You're sitting down in the movie theater, ready to kick back and be entertained by the latest special effects-laden blockbuster event of the summer. Like any good movie theater patron, you know watching a movie isn't complete without some sweet and salty snacks. You may have a giant tub of super buttery popcorn in your lap and a Big Gulp-sized cup of Pepsi in the chair's cupholder, or maybe you swung by the dollar store earlier and loaded up on everything from Mike & Ike's to Goobers, which you then discreetly smuggle into the theater. Whatever the case may be, the market of popcorn, soda, and boxes of candy are a key part of what keeps the movie theater's projectors running.

This isn't an exaggeration by any means, either. In 2009, Time Business reported that concession stand sales make up 85% of profits at movie theaters. You could say people just get hungry watching a movie, sure, but if you've ever been to the movies even once, you'd know that you are paying a hefty price for a bucket of popcorn. The Hustle explains that these extreme price mark-ups both offset the profit loss when selling tickets and pay off the overhead in maintaining the theater. 

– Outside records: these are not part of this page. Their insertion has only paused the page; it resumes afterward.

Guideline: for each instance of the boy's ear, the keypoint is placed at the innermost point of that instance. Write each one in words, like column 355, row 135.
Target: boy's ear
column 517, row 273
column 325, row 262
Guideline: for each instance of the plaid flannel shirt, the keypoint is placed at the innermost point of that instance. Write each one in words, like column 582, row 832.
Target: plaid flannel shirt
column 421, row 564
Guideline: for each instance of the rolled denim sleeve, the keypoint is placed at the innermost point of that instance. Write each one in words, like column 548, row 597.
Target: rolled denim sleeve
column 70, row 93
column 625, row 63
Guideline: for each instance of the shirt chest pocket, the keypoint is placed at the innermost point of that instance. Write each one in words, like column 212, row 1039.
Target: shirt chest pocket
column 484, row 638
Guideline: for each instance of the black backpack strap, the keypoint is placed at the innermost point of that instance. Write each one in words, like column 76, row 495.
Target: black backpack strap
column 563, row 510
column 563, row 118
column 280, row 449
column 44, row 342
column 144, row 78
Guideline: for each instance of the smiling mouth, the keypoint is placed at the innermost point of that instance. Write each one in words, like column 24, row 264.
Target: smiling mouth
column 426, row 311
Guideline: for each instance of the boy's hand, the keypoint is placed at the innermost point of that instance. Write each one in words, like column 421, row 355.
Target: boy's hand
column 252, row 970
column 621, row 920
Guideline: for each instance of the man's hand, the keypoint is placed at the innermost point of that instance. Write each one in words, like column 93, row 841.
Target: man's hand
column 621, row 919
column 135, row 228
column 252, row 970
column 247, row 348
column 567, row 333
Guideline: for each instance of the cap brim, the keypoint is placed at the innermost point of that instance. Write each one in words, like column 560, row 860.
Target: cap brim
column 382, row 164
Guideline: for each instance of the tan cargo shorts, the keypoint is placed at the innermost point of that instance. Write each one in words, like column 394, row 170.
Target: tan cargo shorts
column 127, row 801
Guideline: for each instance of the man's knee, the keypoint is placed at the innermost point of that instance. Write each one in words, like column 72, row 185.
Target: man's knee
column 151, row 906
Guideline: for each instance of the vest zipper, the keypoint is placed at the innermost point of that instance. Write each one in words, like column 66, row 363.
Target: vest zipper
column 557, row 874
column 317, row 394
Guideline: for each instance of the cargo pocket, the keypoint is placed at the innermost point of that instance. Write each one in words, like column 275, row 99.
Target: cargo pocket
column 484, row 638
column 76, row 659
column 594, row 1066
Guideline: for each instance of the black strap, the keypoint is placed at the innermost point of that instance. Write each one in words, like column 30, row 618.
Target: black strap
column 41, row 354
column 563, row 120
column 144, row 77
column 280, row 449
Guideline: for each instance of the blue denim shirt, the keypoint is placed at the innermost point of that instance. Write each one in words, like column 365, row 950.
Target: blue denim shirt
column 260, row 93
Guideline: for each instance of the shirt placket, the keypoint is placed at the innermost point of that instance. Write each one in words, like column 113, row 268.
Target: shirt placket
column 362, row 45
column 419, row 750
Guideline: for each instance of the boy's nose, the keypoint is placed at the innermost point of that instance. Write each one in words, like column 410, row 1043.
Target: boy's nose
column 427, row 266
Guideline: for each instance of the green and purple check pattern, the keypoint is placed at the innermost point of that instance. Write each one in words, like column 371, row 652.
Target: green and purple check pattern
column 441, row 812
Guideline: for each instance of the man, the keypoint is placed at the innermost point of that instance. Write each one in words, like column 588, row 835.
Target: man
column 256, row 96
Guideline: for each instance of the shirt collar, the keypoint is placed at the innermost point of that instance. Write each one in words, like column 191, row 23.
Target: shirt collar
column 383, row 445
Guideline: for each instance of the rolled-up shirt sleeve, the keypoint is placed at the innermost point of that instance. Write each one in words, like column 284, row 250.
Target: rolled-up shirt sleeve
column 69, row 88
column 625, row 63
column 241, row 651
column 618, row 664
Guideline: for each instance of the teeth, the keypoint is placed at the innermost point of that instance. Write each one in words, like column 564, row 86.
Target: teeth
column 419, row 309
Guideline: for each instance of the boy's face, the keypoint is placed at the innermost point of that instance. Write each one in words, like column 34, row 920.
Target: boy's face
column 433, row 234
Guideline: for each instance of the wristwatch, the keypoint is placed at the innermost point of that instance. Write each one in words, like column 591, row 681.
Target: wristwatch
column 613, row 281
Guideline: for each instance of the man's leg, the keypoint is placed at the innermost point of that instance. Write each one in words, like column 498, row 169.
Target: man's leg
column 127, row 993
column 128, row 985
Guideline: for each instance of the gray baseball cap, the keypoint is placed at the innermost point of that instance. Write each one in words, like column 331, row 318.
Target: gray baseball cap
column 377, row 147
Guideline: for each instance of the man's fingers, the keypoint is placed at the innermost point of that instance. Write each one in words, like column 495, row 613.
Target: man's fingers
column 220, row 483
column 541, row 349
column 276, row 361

Of course, as expensive as these snacks are, they may have helped keep the movie industry alive during the Great Depression.

Snacks were sold for cheap to make a profit

One does not need to be a veteran historian to know that the Great Depression left many Americans without disposable income. The American people were strapped for cash and looking for ways to escape the bleak economic situation in which they found themselves. As Digital History elaborates, many Americans found comfort and morale in the films of the time, and theaters even offered special promotions and events to try and boost attendance.

According to Mental Floss, snacks helped to keep movie theaters afloat, as well. At 10 cents a bag, popcorn was enough to lure customers in with a cheap snack, while also providing a bit of extra money for the theaters themselves. Milk Duds and other cheap candies were also helpful in bringing in customers without forcing theaters to spend too much money. Ironically, movie theaters originally rebuked popcorn and other snacks, according to Smithsonian Magazine, because, at the time, theaters tried to put on an air of opulence and refinement. The idea of someone noisily chewing on popcorn while people were watching a movie and getting crumbs on the clean red carpets wasn't exactly an appealing concept to managers. In a twist of fate, theaters that focused on selling snacks were able to stay afloat during the Depression, while "fancy" theaters found themselves struggling to keep their profits from dropping.

It would seem that popcorn isn't just a delicious snack, but also a good moneymaker, too.